Жизнь его была похожа на причудливое соединение в арт-хаусный фильм «Анжелики» и ковбойских вестернов. Их спальня хранила бесчисленные секреты любовных сражений, где он бывал сверху и снизу, Белка была одета в атлас и бархат, а иногда и в кожаный ошейник с поводком. Сам он часто представлял ее брыкливой лошадкой, на которую он твердой рукой набрасывал лассо, усмирял и приводил в стойло в стиле рококо: она любила покрутить хвостом, любила нравиться мужчинам, ей нравились рискованные наряды, привлекающие всеобщее внимание. Михаил сам же и покупал ей эти наряды, а потом страшно ее ревновал. Была она даже несколько раз и слегка порота, когда он решал, что ее «верчение хвостом» зашло слишком далеко и пора это резко прекратить. Тогда их спальня ненадолго превращалась в красную комнату из «Пятидесяти оттенков», но как-то так выходило, что Белка и от этого получала удовольствие, и ему иногда приходило в голову, что она специально его провоцирует, взбрыкивает, чтобы быть укрощенной, убегает, чтобы быть пойманной, и даже наказания заканчивались бурным оргазмом, а сцены примирения грозили разнести спальню в пух и прах.

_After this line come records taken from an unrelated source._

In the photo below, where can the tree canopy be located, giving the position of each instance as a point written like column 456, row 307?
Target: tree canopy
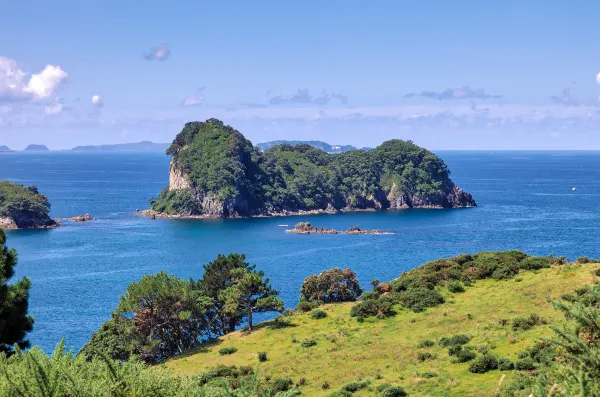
column 14, row 300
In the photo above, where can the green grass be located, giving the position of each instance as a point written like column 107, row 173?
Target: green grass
column 384, row 351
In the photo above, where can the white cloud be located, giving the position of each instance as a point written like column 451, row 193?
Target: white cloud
column 98, row 100
column 54, row 109
column 15, row 86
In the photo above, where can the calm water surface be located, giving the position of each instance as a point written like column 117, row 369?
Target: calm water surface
column 78, row 271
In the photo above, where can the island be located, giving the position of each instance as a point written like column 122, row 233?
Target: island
column 36, row 148
column 144, row 146
column 23, row 207
column 307, row 228
column 215, row 172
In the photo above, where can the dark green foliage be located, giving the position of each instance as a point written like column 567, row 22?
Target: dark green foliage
column 426, row 343
column 304, row 306
column 524, row 364
column 394, row 391
column 25, row 205
column 423, row 356
column 227, row 350
column 355, row 386
column 14, row 301
column 455, row 286
column 318, row 314
column 335, row 285
column 380, row 307
column 483, row 364
column 418, row 299
column 455, row 340
column 280, row 385
column 505, row 364
column 308, row 343
column 462, row 355
column 220, row 163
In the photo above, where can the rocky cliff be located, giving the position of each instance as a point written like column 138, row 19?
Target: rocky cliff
column 216, row 172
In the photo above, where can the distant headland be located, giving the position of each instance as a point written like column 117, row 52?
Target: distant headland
column 216, row 172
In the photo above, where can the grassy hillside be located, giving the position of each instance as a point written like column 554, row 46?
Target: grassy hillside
column 385, row 351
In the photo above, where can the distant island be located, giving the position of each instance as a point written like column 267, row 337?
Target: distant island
column 36, row 148
column 327, row 148
column 23, row 207
column 144, row 146
column 217, row 173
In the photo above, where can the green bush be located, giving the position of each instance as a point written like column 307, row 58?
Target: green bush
column 455, row 286
column 423, row 356
column 483, row 364
column 227, row 350
column 426, row 343
column 459, row 339
column 280, row 385
column 524, row 364
column 505, row 364
column 308, row 343
column 318, row 314
column 394, row 391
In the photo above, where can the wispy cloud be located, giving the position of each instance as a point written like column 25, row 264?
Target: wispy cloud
column 303, row 96
column 194, row 100
column 465, row 92
column 160, row 53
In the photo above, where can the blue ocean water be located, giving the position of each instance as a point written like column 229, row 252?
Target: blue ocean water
column 78, row 271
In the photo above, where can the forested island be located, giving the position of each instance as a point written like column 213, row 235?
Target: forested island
column 23, row 207
column 216, row 172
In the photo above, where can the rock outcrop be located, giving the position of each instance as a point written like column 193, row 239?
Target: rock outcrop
column 307, row 228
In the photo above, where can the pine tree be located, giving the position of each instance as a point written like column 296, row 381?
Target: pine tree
column 14, row 320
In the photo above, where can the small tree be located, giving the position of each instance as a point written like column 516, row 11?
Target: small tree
column 335, row 285
column 250, row 292
column 14, row 298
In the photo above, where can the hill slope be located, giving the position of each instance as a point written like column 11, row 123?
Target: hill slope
column 385, row 351
column 216, row 172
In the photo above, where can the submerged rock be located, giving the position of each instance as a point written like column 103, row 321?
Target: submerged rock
column 307, row 228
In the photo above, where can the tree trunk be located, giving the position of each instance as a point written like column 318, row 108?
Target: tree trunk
column 250, row 318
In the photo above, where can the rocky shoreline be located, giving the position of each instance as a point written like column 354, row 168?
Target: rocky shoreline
column 307, row 228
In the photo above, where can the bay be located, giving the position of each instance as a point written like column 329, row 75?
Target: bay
column 79, row 271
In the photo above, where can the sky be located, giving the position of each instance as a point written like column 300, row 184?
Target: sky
column 445, row 74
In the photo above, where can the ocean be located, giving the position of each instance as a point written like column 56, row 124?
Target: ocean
column 78, row 271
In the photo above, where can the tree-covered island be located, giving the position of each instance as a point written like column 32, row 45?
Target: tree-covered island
column 216, row 172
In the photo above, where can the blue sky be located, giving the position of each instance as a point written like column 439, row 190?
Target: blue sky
column 446, row 74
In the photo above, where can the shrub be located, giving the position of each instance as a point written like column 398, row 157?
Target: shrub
column 280, row 384
column 455, row 286
column 505, row 364
column 381, row 307
column 460, row 339
column 318, row 314
column 483, row 364
column 227, row 350
column 308, row 343
column 418, row 299
column 524, row 364
column 355, row 386
column 335, row 285
column 394, row 391
column 383, row 386
column 304, row 306
column 426, row 343
column 464, row 355
column 423, row 356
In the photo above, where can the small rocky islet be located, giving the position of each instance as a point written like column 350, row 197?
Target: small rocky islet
column 307, row 228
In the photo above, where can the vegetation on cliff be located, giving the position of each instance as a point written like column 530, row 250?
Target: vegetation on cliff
column 25, row 206
column 227, row 176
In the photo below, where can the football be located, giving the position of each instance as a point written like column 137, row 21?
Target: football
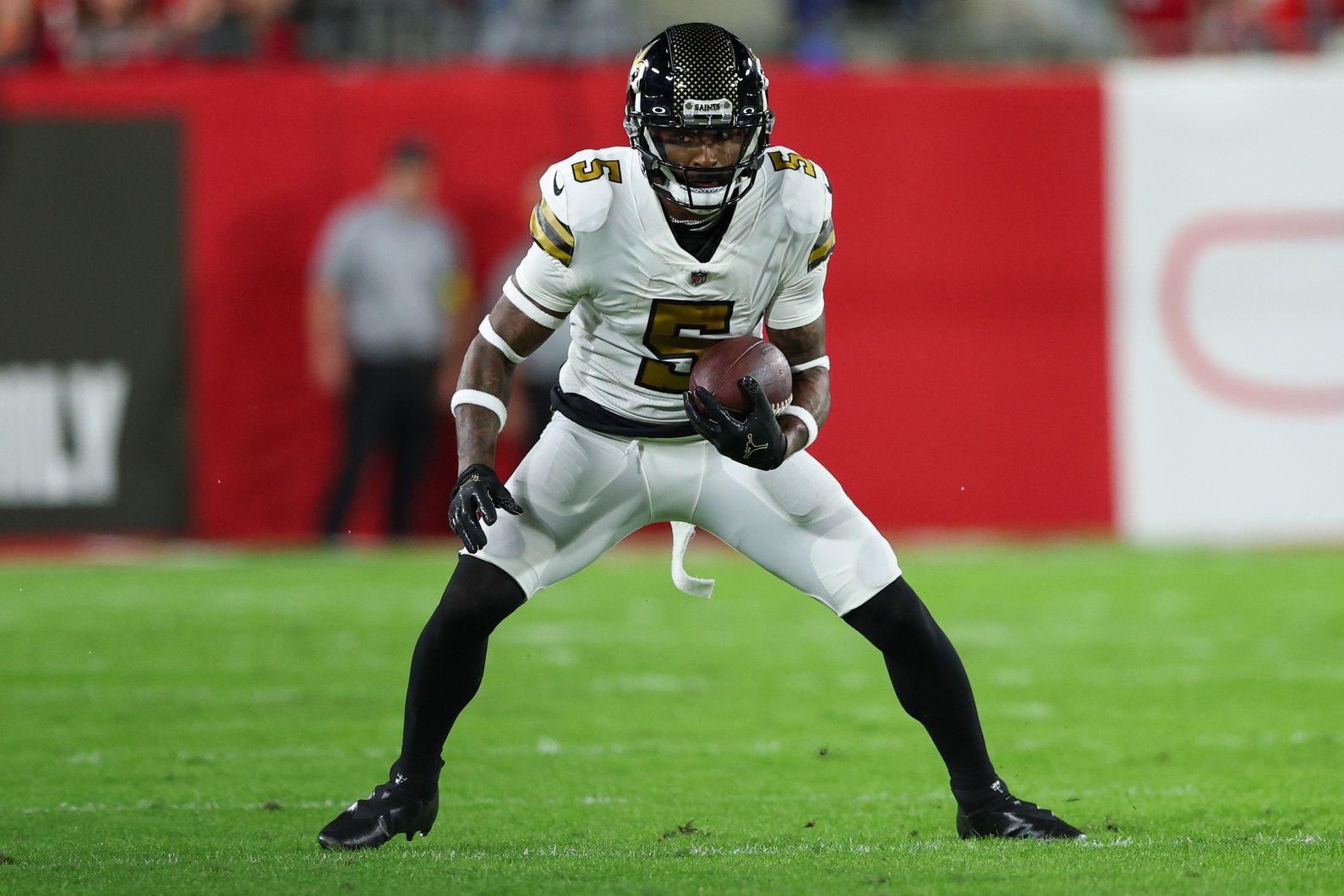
column 731, row 359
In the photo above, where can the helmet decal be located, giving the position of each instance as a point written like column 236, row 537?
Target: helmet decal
column 698, row 75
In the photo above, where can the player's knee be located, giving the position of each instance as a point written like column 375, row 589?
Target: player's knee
column 478, row 598
column 886, row 615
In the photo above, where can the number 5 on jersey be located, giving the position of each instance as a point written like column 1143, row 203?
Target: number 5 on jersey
column 676, row 335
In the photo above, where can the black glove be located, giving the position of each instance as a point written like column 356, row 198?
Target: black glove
column 757, row 441
column 475, row 497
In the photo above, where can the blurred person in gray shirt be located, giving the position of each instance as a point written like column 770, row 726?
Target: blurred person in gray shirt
column 386, row 309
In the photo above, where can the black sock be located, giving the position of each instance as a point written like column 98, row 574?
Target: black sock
column 449, row 661
column 931, row 684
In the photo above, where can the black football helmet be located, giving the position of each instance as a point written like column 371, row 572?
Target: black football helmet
column 698, row 75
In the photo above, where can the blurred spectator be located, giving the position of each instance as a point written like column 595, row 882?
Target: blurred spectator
column 387, row 321
column 557, row 30
column 389, row 30
column 85, row 32
column 1161, row 27
column 18, row 25
column 241, row 29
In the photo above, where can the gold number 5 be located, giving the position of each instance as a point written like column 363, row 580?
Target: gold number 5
column 676, row 335
column 594, row 168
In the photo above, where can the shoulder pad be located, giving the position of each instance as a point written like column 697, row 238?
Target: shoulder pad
column 804, row 189
column 581, row 188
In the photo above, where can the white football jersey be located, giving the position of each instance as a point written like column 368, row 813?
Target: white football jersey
column 644, row 309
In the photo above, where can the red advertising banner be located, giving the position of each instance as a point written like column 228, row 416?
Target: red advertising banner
column 965, row 305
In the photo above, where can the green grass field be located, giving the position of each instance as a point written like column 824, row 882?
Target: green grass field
column 187, row 722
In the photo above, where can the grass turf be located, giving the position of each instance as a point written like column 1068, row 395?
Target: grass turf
column 188, row 722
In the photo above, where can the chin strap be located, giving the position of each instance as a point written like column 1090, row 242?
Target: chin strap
column 681, row 535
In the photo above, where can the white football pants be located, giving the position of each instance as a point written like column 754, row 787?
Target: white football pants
column 582, row 492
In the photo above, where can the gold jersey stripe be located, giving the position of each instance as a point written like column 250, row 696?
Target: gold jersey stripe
column 824, row 246
column 549, row 242
column 564, row 232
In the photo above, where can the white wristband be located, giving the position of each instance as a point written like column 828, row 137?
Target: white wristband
column 824, row 362
column 808, row 421
column 487, row 331
column 480, row 399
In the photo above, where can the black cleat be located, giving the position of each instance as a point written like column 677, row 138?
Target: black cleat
column 1007, row 816
column 385, row 813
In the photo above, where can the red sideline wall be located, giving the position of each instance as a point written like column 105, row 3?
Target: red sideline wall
column 965, row 303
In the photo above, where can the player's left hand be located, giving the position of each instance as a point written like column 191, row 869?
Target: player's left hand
column 478, row 494
column 757, row 441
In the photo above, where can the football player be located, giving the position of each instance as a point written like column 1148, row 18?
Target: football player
column 698, row 230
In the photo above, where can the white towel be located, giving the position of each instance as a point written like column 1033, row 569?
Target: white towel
column 681, row 535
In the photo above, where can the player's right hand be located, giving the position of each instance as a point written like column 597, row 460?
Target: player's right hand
column 475, row 497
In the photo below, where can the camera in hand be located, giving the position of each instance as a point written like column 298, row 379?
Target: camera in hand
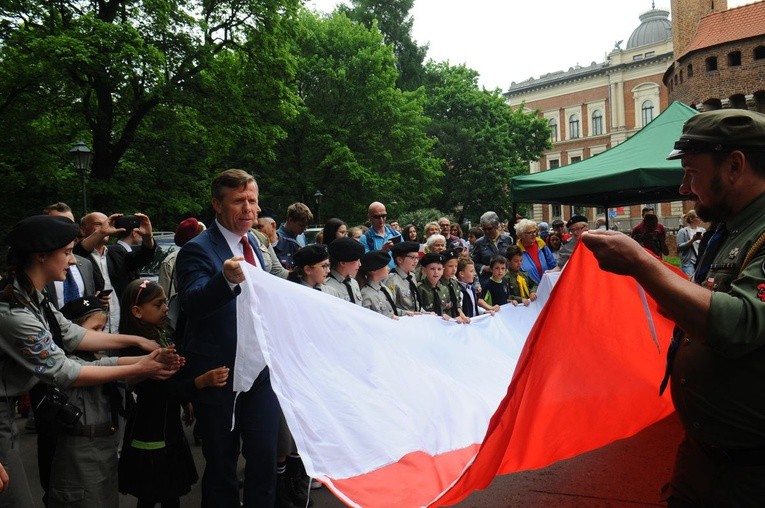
column 127, row 222
column 55, row 407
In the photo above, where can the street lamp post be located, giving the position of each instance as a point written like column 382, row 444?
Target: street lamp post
column 82, row 157
column 317, row 197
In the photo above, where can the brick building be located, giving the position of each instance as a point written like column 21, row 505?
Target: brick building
column 591, row 109
column 722, row 63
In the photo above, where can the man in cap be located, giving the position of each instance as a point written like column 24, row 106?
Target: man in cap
column 577, row 225
column 716, row 361
column 401, row 281
column 79, row 280
column 559, row 226
column 493, row 242
column 345, row 261
column 186, row 230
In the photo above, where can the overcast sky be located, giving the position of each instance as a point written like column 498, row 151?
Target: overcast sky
column 508, row 41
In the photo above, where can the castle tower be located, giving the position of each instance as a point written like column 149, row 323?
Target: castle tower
column 685, row 19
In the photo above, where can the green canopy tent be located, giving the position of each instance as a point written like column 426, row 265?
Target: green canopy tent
column 634, row 172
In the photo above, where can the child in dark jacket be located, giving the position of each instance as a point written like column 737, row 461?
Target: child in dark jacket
column 156, row 464
column 521, row 289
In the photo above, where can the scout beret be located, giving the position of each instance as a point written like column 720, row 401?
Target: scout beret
column 453, row 253
column 81, row 307
column 576, row 218
column 403, row 248
column 187, row 229
column 310, row 255
column 345, row 249
column 432, row 257
column 722, row 130
column 374, row 260
column 42, row 233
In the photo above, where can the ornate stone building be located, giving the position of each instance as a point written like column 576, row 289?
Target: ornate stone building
column 590, row 109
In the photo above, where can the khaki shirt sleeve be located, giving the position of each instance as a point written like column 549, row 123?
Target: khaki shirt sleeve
column 736, row 319
column 30, row 345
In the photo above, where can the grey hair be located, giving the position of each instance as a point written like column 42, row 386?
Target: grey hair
column 490, row 218
column 433, row 239
column 523, row 225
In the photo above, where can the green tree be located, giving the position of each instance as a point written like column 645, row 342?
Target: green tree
column 356, row 137
column 392, row 18
column 482, row 141
column 116, row 60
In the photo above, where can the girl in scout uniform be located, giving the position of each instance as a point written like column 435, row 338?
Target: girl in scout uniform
column 33, row 336
column 156, row 464
column 375, row 296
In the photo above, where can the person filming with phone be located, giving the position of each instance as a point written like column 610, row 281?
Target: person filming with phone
column 115, row 266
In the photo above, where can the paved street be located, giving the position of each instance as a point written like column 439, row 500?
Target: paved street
column 627, row 473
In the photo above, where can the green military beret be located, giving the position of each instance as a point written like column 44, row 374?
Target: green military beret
column 345, row 249
column 722, row 130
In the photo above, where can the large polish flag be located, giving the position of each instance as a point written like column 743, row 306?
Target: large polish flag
column 421, row 412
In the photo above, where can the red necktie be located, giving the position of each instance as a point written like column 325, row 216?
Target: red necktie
column 249, row 254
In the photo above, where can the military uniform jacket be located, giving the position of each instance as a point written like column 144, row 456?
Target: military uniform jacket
column 340, row 290
column 373, row 298
column 455, row 295
column 399, row 288
column 431, row 300
column 513, row 288
column 27, row 350
column 717, row 384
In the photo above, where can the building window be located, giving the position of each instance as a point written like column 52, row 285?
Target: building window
column 573, row 126
column 597, row 122
column 553, row 124
column 647, row 111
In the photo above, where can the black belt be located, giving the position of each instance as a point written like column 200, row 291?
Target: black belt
column 98, row 430
column 738, row 457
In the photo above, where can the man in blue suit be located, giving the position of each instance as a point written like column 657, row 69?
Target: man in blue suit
column 209, row 273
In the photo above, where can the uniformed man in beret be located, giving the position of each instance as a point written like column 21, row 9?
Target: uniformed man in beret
column 345, row 261
column 449, row 280
column 434, row 295
column 716, row 361
column 577, row 225
column 401, row 280
column 374, row 295
column 309, row 267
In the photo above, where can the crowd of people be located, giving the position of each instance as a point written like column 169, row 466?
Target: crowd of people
column 94, row 345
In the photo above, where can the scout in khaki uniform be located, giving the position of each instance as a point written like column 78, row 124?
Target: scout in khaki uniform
column 374, row 295
column 434, row 295
column 345, row 260
column 716, row 361
column 401, row 281
column 449, row 281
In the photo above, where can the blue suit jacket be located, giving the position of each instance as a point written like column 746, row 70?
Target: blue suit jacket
column 209, row 304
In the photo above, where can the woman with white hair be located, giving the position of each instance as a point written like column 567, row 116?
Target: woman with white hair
column 537, row 257
column 492, row 243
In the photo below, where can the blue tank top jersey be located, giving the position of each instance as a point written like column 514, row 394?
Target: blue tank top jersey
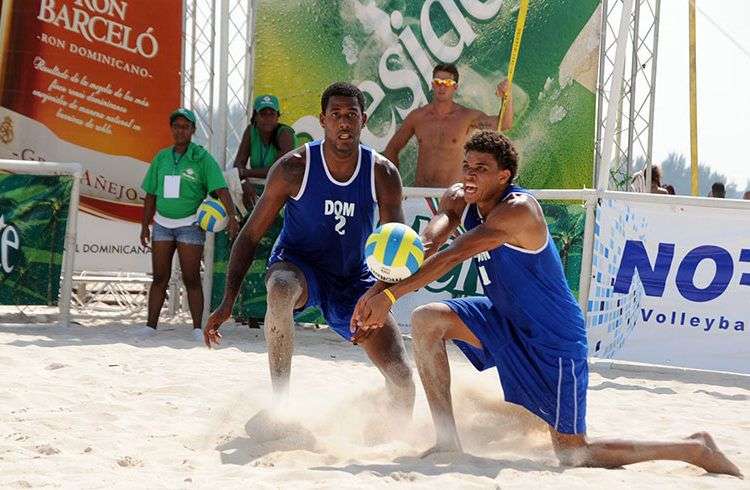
column 528, row 287
column 327, row 223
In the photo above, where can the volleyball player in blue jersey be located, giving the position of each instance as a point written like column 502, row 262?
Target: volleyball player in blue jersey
column 528, row 325
column 329, row 191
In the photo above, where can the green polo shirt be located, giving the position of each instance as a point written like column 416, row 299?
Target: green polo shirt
column 264, row 155
column 199, row 174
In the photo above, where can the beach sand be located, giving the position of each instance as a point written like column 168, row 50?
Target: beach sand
column 91, row 407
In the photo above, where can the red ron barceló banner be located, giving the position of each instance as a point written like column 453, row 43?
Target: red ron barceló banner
column 91, row 81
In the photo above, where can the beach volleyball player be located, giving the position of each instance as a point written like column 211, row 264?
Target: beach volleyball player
column 528, row 325
column 329, row 191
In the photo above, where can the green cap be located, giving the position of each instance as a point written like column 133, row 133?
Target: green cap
column 266, row 101
column 182, row 112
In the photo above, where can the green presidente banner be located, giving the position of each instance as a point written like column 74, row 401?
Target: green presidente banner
column 33, row 220
column 388, row 48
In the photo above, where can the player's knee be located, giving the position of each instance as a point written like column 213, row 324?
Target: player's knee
column 191, row 281
column 571, row 450
column 160, row 282
column 283, row 287
column 423, row 324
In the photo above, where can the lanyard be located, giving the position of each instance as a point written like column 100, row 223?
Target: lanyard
column 177, row 159
column 264, row 150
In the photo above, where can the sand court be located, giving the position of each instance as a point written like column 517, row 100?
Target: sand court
column 91, row 407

По правде сказать, был он и сам не без некоторого греха. За эти годы он превратился из рефлексирующего подростка в уверенного в себе мужчину, женщины это сразу чувствовали и дарили его своим вниманием, к которому он не оставался совсем уж равнодушным. Но никогда они не изменяли друг другу, и никогда у них еще не доходило дело до «прощай».
***
Михаил курил уже третью сигарету, тщетно пытаясь найти успокоение и вспоминая, как он вчера тынялся по дому, поминутно хватался за телефон и звонил, потом заходил во все мессенджеры в поисках зеленого огонька, которого там не было, бегал на страницы Белки в фейсбуке и ВК, чего обычно не делал, не желая найти там очередной «компромат», – ничего нового не было. Он и сейчас проделал те же процедуры с тем же успехом.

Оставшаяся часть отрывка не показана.